A team of Boston researchers, led by an assistant professor of medicine at Harvard Medical School, has received a $2.7 million federal grant to investigate hyperkyphosis, also known as “Dowagers Hump,” a little-understood condition that causes an extreme curvature of the spine, typically in older adults.
“Despite the severe impact hyperkyphosis can have on an individual’s health, there are no recognized guidelines for its prevention, treatment or management,” Lisa Samelson, lead investigator for the study and an assistant scientist at the Institute for Aging Research at Hebrew SeniorLife, said in a statement.
Hyperkyphosis is thought to affect as many as 40 percent of older adults and causes a bulge on the upper back. The condition can create serious health problems including breathing and digestion difficulty, limitations to mobility, and increased risk of falls and fractures, in addition to pain and disfigurement.

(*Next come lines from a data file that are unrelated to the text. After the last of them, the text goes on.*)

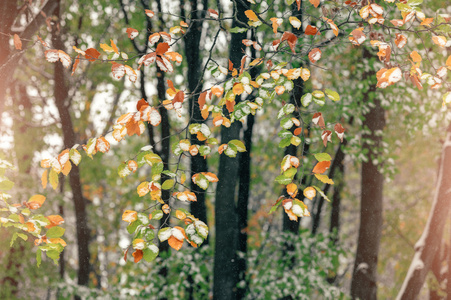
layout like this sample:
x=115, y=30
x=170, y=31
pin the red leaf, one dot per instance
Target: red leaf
x=138, y=255
x=290, y=38
x=162, y=48
x=92, y=54
x=17, y=42
x=315, y=3
x=311, y=30
x=321, y=167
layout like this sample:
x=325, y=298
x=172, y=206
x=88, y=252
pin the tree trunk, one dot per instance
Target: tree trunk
x=364, y=281
x=226, y=245
x=9, y=59
x=61, y=97
x=427, y=246
x=192, y=54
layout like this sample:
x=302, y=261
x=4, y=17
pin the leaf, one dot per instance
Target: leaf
x=282, y=179
x=322, y=193
x=332, y=95
x=168, y=184
x=237, y=30
x=150, y=253
x=36, y=201
x=17, y=42
x=321, y=167
x=315, y=3
x=322, y=157
x=324, y=179
x=138, y=255
x=55, y=232
x=295, y=22
x=38, y=257
x=238, y=144
x=251, y=15
x=129, y=216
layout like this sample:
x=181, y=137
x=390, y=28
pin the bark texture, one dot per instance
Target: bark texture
x=429, y=243
x=364, y=277
x=225, y=261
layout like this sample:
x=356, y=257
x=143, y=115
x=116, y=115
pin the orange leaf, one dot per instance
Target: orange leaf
x=92, y=54
x=36, y=201
x=290, y=38
x=415, y=56
x=54, y=220
x=311, y=30
x=129, y=216
x=315, y=3
x=292, y=189
x=138, y=255
x=162, y=48
x=74, y=67
x=201, y=99
x=175, y=243
x=321, y=167
x=132, y=33
x=251, y=15
x=17, y=42
x=44, y=180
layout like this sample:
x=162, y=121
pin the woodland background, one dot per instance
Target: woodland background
x=44, y=110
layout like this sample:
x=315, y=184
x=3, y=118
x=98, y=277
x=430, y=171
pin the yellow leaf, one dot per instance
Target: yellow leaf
x=324, y=179
x=44, y=179
x=251, y=15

Samelson’s team, which includes scientists from Beth Israel Deaconess Medical Center and Boston University School of Medicine, will use data from the Framingham Heart Study, an ongoing project that has collected detailed information from generations of Framingham residents and their offspring since the 1940s.
The team will study data from 2,000 men and women between the ages of 50 and 85 to help pinpoint causes of hyperkyphosis.
During the five-year study, funded by the National Institute on Aging, researchers will track the progression of curvature of the upper spine, and factors that may contribute to the condition, such as osteoarthritis and spinal fractures.
The scientists will also study the effect that the condition has on a person’s health and quality of life, research that can “ultimately lead to prevention strategies and treatments,” Dr. Lewis Lipsitz, director of the Institute for Aging Research, said in a statement.